# Outdoors > Outdoor Transport >  The new truck (Hilux Surf)

## RimfireNZ

Hey guys,
I've been in the market for a 4x4 for a while. The Toyota's were what I was after but the prices were so high. All the trucks I've been looking at lately were shitters. 
Today I finally found a decent truck. I got a 3.0L Diesel, 7 seater Silux Surf (96, the facelift model) and it's only done 160k's.

I won't have to keep borrowing the old mans datsun or my mates patrol.

I've got a set of mud tires and rims ready to go for my next hunting trip.

----------


## eltoro

Chuck a pic up when you get a chance!

----------


## Rushy

Nice looking set of wheels Rimfire.. Plenty of room in the back for all of the necessities

----------


## scottrods

Nice one.

All you need are a set of drawers in the back and a new set of rear shocks.  :Have A Nice Day:

----------


## RimfireNZ

I'm really surprised with the power. The thing is actually pretty quick. 

I've been driving terrano's, mistrals, safaris and surfs and the 3.0L turbo in the surf is far better than the turbo 2.7 (even the intercooled one) in the terrano/mistral and the 4.2 in the safari.

Plus it's so quiet you can hardly tell it's a diesel.

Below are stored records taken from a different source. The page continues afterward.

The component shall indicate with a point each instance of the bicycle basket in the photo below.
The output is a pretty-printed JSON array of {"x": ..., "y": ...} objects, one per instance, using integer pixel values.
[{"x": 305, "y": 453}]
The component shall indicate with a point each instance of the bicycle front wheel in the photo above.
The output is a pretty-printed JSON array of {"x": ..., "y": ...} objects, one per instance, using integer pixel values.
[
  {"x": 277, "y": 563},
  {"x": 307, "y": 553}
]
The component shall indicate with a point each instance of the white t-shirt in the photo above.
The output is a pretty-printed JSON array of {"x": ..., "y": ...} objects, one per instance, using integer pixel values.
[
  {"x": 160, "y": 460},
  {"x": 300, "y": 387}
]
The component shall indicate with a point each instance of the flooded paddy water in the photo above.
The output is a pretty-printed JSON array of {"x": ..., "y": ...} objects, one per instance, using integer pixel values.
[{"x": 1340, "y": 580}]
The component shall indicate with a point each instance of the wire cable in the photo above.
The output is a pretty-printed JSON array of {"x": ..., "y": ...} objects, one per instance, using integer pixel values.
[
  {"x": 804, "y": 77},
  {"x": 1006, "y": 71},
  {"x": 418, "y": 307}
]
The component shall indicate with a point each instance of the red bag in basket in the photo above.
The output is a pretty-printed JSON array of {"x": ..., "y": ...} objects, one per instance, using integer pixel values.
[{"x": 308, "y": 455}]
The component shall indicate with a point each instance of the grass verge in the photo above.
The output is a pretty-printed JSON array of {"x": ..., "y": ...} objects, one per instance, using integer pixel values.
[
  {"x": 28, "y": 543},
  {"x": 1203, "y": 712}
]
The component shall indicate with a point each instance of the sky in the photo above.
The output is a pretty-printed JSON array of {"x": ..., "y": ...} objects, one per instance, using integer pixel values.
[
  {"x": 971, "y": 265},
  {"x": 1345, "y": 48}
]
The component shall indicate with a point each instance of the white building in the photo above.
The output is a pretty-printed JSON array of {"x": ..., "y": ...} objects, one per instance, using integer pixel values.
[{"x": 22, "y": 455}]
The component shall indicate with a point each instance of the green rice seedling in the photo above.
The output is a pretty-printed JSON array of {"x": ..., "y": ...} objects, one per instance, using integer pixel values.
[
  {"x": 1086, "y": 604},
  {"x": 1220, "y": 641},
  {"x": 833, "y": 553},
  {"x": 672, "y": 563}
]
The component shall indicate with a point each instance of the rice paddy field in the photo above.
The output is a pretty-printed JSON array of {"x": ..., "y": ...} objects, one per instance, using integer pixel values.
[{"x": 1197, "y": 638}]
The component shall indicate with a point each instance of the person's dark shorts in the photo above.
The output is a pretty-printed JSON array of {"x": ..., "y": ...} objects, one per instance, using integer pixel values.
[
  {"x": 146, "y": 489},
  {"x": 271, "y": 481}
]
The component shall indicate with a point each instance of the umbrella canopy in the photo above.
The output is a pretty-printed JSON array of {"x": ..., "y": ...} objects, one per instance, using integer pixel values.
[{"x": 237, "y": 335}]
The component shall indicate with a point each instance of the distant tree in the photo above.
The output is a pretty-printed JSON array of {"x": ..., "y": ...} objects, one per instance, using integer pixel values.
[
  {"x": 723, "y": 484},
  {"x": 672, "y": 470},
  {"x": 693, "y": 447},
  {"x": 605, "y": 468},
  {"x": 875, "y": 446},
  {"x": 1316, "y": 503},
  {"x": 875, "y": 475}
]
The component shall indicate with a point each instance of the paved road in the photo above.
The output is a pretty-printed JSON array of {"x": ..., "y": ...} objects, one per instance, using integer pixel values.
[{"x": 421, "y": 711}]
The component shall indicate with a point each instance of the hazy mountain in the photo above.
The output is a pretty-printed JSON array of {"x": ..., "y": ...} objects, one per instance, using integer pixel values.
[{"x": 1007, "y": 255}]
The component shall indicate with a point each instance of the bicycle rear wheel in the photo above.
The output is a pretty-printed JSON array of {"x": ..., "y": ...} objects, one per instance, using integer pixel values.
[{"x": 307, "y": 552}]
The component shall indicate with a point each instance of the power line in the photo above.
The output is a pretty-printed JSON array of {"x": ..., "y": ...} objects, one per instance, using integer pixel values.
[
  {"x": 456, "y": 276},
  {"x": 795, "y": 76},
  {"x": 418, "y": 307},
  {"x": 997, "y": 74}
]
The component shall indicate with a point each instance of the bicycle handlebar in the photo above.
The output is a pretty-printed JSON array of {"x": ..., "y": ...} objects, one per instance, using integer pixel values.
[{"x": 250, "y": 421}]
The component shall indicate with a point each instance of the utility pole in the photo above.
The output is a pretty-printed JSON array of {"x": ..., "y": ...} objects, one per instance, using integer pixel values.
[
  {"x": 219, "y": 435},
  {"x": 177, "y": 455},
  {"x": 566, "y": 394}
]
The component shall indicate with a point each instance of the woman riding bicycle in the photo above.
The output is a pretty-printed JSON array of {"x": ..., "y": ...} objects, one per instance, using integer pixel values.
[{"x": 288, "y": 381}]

Lets just hope it doesn't come at the cost of fuel economy  :Psmiley:

----------


## longrange308

good choice rimfire
by the way comparing a 1kz surf to a terrano's like comparing a 338 lapua to a 17hmr
just dont get in hot, service it well and it will treat you well

----------


## gadgetman

Yep it has power all right. Getting 500km on 60l in the Toyota Hiace with the same engine and 600km on 60l with the Safari. On a long trip taking things easy I've managed 900km on 65l with the Safari. Do like the grunt of that Toyota though, going up a hill with the trailer behind it I'll have to back off as speeding; the Safari without trailer is slowing down all the way up to just limp over the top.

----------


## puku

Tidy!!

Just don't crack the head.An old boss of mine did his.  But thats cos he flipped out and took off down the road at full tilt while cold

----------


## scottrods

I have one, 270,000 now on the clock. 97 intercooled. Had to replace the radiator to stop it overheating. Only needs to go too hot once and they all require new heads. Cambo can tell you more but be meticulous on coolant changes.
Do the glowplugs on them about 200km. Injectors about same. Get a tranny flush regular if an auto and she'll be quiet.
otherwise way better than a noisy terrano.

----------


## veitnamcam

They do go well those,sort of like a cruiser minni me. Fast quiet comfortable capable :Thumbsup: 

Now it just needs some mud on it :Wink:

----------


## striker

If your going to tow with it, get a decent trans cooler and get a aux temp gauge that actualy tells the temp NOW not 3min after the guage should be showing in the red. I warned my mates olds about them (same year prado) time after time, didnt listen and they cooked it, towing a big hardtop

----------


## RimfireNZ

> Tidy!!
> 
> Just don't crack the head.An old boss of mine did his.  But thats cos he flipped out and took off down the road at full tilt while cold


Yeah my old man said the older 2.4's are bad for that (used to have one years ago). Apparently the 3.0 is a very solid engine. He is a sparky and he loves his Toyotas as he doesn't have to do shit to them. My other car, mt brothers and my parents car are all about 300,000kms and are all Toyotas.

----------


## RimfireNZ

> I have one, 270,000 now on the clock. 97 intercooled. Had to replace the radiator to stop it overheating. Only needs to go too hot once and they all require new heads. Cambo can tell you more but be meticulous on coolant changes.
> Do the glowplugs on them about 200km. Injectors about same. Get a tranny flush regular if an auto and she'll be quiet.
> otherwise way better than a noisy terrano.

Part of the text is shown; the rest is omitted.